George Willdey (1676–1737) was a British engraver and optical instrument maker. Willdey made engravings for a number of mapmakers. His shop sold maps, optical instruments, toys, china, glass, and earthenware.

Willdey engraved maps for Charles Price (with whom he partnered 1710-1713), Emanuel Bowen, Christopher Saxton, and Thomas Jeffreys, among many others.
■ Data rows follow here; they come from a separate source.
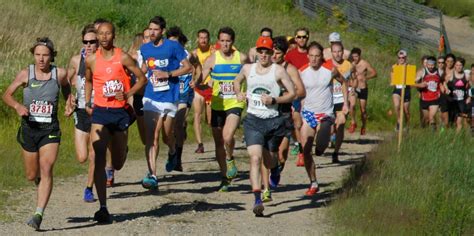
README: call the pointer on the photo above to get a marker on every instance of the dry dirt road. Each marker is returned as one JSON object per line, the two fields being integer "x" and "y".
{"x": 187, "y": 203}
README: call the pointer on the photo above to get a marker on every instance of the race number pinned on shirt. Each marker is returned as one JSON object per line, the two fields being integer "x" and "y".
{"x": 226, "y": 90}
{"x": 111, "y": 87}
{"x": 41, "y": 111}
{"x": 159, "y": 85}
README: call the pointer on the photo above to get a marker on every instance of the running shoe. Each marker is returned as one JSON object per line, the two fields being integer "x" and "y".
{"x": 267, "y": 196}
{"x": 311, "y": 191}
{"x": 150, "y": 182}
{"x": 274, "y": 177}
{"x": 88, "y": 195}
{"x": 102, "y": 216}
{"x": 258, "y": 208}
{"x": 231, "y": 169}
{"x": 352, "y": 128}
{"x": 171, "y": 162}
{"x": 295, "y": 150}
{"x": 200, "y": 148}
{"x": 35, "y": 221}
{"x": 300, "y": 161}
{"x": 110, "y": 177}
{"x": 224, "y": 187}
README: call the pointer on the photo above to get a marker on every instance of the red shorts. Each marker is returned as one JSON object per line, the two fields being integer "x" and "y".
{"x": 205, "y": 91}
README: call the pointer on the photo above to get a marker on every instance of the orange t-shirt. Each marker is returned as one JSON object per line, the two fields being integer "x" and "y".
{"x": 108, "y": 78}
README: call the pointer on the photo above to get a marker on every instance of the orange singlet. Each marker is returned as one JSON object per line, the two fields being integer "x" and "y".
{"x": 108, "y": 78}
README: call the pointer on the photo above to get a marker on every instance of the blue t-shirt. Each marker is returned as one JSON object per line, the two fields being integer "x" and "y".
{"x": 165, "y": 57}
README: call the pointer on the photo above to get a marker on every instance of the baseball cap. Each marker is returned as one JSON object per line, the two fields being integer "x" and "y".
{"x": 402, "y": 53}
{"x": 264, "y": 42}
{"x": 334, "y": 37}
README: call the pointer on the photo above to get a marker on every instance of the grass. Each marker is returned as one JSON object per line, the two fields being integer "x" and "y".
{"x": 425, "y": 189}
Willdey was born in Staffordshire in 1676. He was apprenticed to John Yarwell and belonged to the trade guild Worshipful Company of Spectacle Makers. Throughout his career he took on a number of apprentices, notably including many female apprentices which was unusual for the time. His apprentices included William Gibbons (1709), Peter Elvin (1712), Hannah Martyn (1714), Susanna Ball (1715), Martha Short (1716), Walter Ray (1717), Edward Watkins (1717), Esther Sarazzin (1720), Isaac le Plastrier (1721), Rachel Jourdain (1722), Thomas Clarke (1724), Frances Willdey (1726)), Susanna Passavant (1728), Elizabeth Dupuy (1733) and Isaac King (1736).

From 1707 to 1713 he operated "At the Archemedes & Globe, Ludgate Street." sometimes described as "Archimedes and Globe next the Dog Tavern nearer Ludgate." In 1712 in partnership with Timothy Brandreth also advertised at Archimedes and Globe over against the Royal Exchange in Cornhill. In 1715 his location was described as "At the Great Toy and Print Shop, the corner of Ludgate Street, next to St. Paul's" and from 1718 to 1737 as "At the Great Toy, Spectacle, China-Ware, and Print Shop, the Corner of Ludgate Street near St. Pauls London."

Willdey died in 1737 at the age of 61. The business was carried on for two years by his wife Judith Willdey and from 1739 by his son Thomas Willdey.